How can it be, in 2014, with all the media attention to controversial police use-of-force cases in recent years, that the public is still treated to bogus "reporting" of such incidents? The coverage of the Michael Brown shooting in Ferguson, Mo., is the worst in memory.
Year after year, such cases get massive, national media coverage. Yet the media folks have learned nothing about how police use of force is reviewed in our American system?
After an incident occurs, the usual gang of opportunists crawls out of the woodwork to get in front of as many television cameras and microphones as possible to sell their race-based political agenda. For the most part the pseudo-journalists and their bosses give the opportunists free reign to promote a single point of view (and pollute the jury pool) without asking them any hard questions.

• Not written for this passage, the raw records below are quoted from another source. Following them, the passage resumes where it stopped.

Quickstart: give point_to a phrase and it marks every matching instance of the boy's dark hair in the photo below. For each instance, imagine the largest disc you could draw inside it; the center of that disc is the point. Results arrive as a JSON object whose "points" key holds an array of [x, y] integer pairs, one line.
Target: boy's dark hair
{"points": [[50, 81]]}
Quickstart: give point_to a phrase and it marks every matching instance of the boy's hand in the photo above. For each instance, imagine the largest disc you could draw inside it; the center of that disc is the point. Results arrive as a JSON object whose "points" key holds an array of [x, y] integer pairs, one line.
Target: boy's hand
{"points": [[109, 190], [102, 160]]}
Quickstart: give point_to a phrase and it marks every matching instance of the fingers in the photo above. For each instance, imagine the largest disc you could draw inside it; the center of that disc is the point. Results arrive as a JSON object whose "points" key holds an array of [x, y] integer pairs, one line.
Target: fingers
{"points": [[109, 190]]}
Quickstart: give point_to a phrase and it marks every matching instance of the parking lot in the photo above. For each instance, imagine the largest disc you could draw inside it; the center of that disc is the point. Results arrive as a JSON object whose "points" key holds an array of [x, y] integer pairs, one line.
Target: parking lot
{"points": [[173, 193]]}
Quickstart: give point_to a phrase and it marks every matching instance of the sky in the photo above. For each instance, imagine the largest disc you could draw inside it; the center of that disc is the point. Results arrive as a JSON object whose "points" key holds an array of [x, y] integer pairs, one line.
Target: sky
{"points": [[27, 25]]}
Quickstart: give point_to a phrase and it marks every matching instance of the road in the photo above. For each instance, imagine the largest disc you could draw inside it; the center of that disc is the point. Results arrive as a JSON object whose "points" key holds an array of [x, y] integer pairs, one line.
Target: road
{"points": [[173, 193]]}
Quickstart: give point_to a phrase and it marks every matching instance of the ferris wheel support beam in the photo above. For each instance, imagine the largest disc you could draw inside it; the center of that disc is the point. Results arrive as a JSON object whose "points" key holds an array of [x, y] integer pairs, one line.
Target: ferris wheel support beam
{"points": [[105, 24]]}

What the media usually fails to discuss is that the law recognizes the speed and complexity of the demands made on officers in these encounters. That is why investigations take time and cool heads. The media has neither, and they are governed by other laws, ones that have more to do with profit and political agendas than with the facts.
How hard would it be for a journalist to ask meaningful questions when they interview someone?
"Thank you for your point of view, Rev. Sharpton and Mr. Family Lawyer. Of course this is a tragedy for the family, the community, but also for the officers. Do you have a comment about that videotape of the 6-foot 4-inch, 292-pound young man committing a violent felony (strong-arm robbery, in the Ferguson case) a few minutes before the shooting? How do you think that officer got his face injured? What are your thoughts about the soundtrack of the video made right after the shooting where a witness said that the guy kept charging at the officer? Do you think the fact that (as of late August) 29 American police officers had been murdered by gunfire so far this year—one per week, a 47% increase over 2013/2014—might have played on the officer’s fear during the struggle? Do you plan to attend any police funerals or organize any demonstrations on their behalf?"
The media’s obsession with "unarmed youth" who unfortunately on occasion do get shot by the police can be charitably described as “ignorant.” No 6-foot 4-inch, 292-pound “youth” is "unarmed." There’s a reason that about 10 percent of police officers who are murdered by gunfire are shot with their own guns. It’s because they get overpowered by someone who decides to kill them. There’s a reason why an "unarmed" suspect who attacks with his or her hands and feet and seriously injures someone is booked and prosecuted for “assault with a deadly weapon.” Because it’s assault with a deadly weapon.
Few if any pseudo-journalists or pseudo-pundits on the nightly news have bothered to mention Graham v. Connor, which for a full quarter century has been the law of the land regarding how to evaluate a police use of force. They are too busy convicting the Ferguson officer without seeing the results of the investigations. Media description and commentary on the law of the land would be useful.
Graham v. Connor states that the legal question is, was the use of force “objectively reasonable” under the facts and circumstances of the incident? To answer that question, one must stand in the shoes of a hypothetical reasonable officer at the scene, with the same training and experience as the involved officer. “The calculus of reasonableness must embody allowance for the fact that police officers are often forced to make split-second judgments—in circumstances that are tense, uncertain, and rapidly evolving—about the amount of force that is necessary in a particular situation . . . The test of reasonableness under the Fourth Amendment is not capable of precise definition or mechanical application . . .”
Let’s be clear. The shooting death of anyone is a tragedy. Police officers are the only people in society who are legally empowered and trained to use force on someone who hasn't been convicted of a crime in the name of the state. Our life-and-death decision-making is not perfect. Usually we get it right, sometimes we get it wrong. As this is written, in the Ferguson case we just don’t know yet. Neither do Rev. Sharpton and Mr. Family Lawyer. Neither do the journalists and pundits.
"Unarmed" suspects and un-brained media really ought to learn how to behave.
Greg Meyer is a retired Los Angeles Police Department captain, a member of the POLICE advisory board, and a frequent use-of-force expert in civil and criminal litigation cases.